Andrea Pirlo, champion du monde 2006 et entraîneur actuellement à Dubaï, est au cœur de la polémique. Il a lui-même indiqué avoir appris qu’il n’était plus candidat pour le poste de sélectionneur via un message publié sur Instagram, exprimant sa « grande amertume » face aux accusations qui lui sont faites. Les critiques portent sur une collaboration professionnelle passée dans les Émirats, et surtout sur sa présence à un « Jour du football » organisé à Moscou par Fonbet, ce qui a réveillé les soupçons autour de liens commerciaux controversés.
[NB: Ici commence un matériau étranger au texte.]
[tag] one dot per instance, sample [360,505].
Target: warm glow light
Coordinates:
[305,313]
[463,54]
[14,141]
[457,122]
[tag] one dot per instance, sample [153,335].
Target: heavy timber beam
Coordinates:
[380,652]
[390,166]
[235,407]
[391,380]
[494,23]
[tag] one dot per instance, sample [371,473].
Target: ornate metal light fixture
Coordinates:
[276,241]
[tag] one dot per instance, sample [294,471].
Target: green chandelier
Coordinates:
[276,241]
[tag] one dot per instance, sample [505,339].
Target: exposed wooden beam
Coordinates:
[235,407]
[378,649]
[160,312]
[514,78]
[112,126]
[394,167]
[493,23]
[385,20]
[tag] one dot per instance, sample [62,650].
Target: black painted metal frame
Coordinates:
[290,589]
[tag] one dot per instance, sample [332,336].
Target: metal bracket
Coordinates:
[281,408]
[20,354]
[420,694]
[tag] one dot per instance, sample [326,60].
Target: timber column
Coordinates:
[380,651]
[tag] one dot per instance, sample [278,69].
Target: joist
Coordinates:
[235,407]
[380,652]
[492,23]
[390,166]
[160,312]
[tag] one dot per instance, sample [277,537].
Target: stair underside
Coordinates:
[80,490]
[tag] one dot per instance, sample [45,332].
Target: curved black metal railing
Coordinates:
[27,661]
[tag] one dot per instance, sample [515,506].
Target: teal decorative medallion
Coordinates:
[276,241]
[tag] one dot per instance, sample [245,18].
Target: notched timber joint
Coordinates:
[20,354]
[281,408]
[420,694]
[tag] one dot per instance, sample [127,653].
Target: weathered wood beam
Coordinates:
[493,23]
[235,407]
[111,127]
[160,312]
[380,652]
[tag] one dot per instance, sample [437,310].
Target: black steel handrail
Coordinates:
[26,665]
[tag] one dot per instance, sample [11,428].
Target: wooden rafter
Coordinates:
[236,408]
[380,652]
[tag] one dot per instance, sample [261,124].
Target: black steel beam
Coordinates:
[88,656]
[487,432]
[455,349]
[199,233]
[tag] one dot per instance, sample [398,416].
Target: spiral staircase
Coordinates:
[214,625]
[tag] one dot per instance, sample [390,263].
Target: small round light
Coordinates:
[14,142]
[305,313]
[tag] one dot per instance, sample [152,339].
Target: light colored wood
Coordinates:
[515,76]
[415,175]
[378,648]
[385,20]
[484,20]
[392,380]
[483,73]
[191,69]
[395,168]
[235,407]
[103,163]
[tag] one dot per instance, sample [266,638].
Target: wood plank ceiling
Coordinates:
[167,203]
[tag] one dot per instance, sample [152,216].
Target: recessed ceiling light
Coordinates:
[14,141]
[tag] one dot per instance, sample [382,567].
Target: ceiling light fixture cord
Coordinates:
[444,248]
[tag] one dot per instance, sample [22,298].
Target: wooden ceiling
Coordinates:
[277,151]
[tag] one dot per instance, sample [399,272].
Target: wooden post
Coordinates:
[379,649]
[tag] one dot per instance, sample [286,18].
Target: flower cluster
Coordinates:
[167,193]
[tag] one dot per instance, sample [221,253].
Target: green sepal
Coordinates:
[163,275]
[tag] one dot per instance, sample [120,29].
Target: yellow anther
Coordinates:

Pourquoi Maldini a-t-il sauté ?

  • Maldini s’était positionné publiquement en faveur de Pirlo en dépit des réticences : son soutien lui aurait valu une perte de crédibilité au sein de la fédération.
  • La FIGC, déjà débordée par le refus de personnalités comme Pep Guardiola et Carlo Ancelotti, se retrouve sans solution claire et en proie à des tensions internes.
  • Selon les récits, Maldini avait menacé de partir si la fédération ne tranchait pas en faveur de sa vision ; la décision finale sur Pirlo semble avoir provoqué son retrait effectif.
  • Les conséquences immédiates pour la FIGC

    Giovanni Malagò, le président de la fédération, doit désormais colmater les brèches et trouver une alternative dans l’urgence. Plusieurs noms circulent pour remplacer Maldini au poste de directeur technique ; Giorgio Chiellini est évoqué comme une option plausible. Côté sélectionneur, Roberto Mancini voit une nouvelle fois son nom revenir dans les discussions, symptôme du manque de consensus et de planification stratégique au sommet du football italien.

    La crise d’image

    Ce feuilleton a des implications lourdes pour l’image du football italien. Après des années à tenter de se reconstruire au niveau international, la FIGC donne l’impression d’être en proie à des dilemmes internes qui paralysent les décisions. La rapidité du départ présumé de Maldini et l’effritement d’une équipe de direction censée stabiliser le projet long terme n’inspirent ni confiance ni sérénité.

    Les enjeux sportifs

  • Choisir un sélectionneur : L’Italie a besoin d’un plan clair pour préparer les compétitions à venir. L’indécision sur le nom du coach retarde le travail de fond nécessaire sur le groupe national.
  • Direction technique : Le rôle du directeur technique est capital pour bâtir un pipeline de jeunes, harmoniser les politiques de sélection et structurer la formation. Perdre Maldini déjà pressenti pour incarner ce projet est un coup dur.
  • Stabilité fédérale : Sans stabilité au sommet, la mise en place d’un projet sportif viable devient très compliquée, avec des répercussions sur les clubs, les ligues et les talents émergents.
  • Réactions et tensions

    Les médias italiens s’enflamment et le public suit avec attention. Plusieurs acteurs du monde du football ont exprimé surprise et frustration face à la tournure des événements. La « Gazzetta dello Sport » et d’autres titres majeurs relaient les rencontres nocturnes et les discussions à huis clos entre Malagò, les représentants de la ligue et d’autres parties prenantes, sans qu’aucune annonce publique officielle ne soit immédiatement confirmée.

    Scénarios possibles

  • Chiellini directeur technique ? L’icône de la défense italienne pourrait accepter un rôle institutionnel pour stabiliser la situation, mais son profil est différent de celui de Maldini, et les compétences de gestion restent à prouver.
  • Mancini entraineur : Si Roberto Mancini revient sur le devant, cela offrirait une solution de court terme, mais la fédération devra rassurer sur sa vision à long terme.
  • Réorganisation complète : Face au tollé, la FIGC pourrait opter pour une refonte plus large de sa gouvernance, impliquant des ajustements structurels pour restaurer la confiance.
  • Mon point de vue de passionné

    Suivant chaque championnat et chaque match avec la même passion, je vois cette affaire comme une alerte. L’Italie mérite une direction claire et une politique cohérente pour retrouver son rayonnement. Les décisions hâtives et les polémiques médiatiques n’aident personne, et c’est le football italien tout entier qui risque d’en souffrir. Entre image publique et décisions internes, la FIGC doit à présent démontrer qu’elle est capable de transformer cette crise en opportunité pour enfin bâtir un projet durable.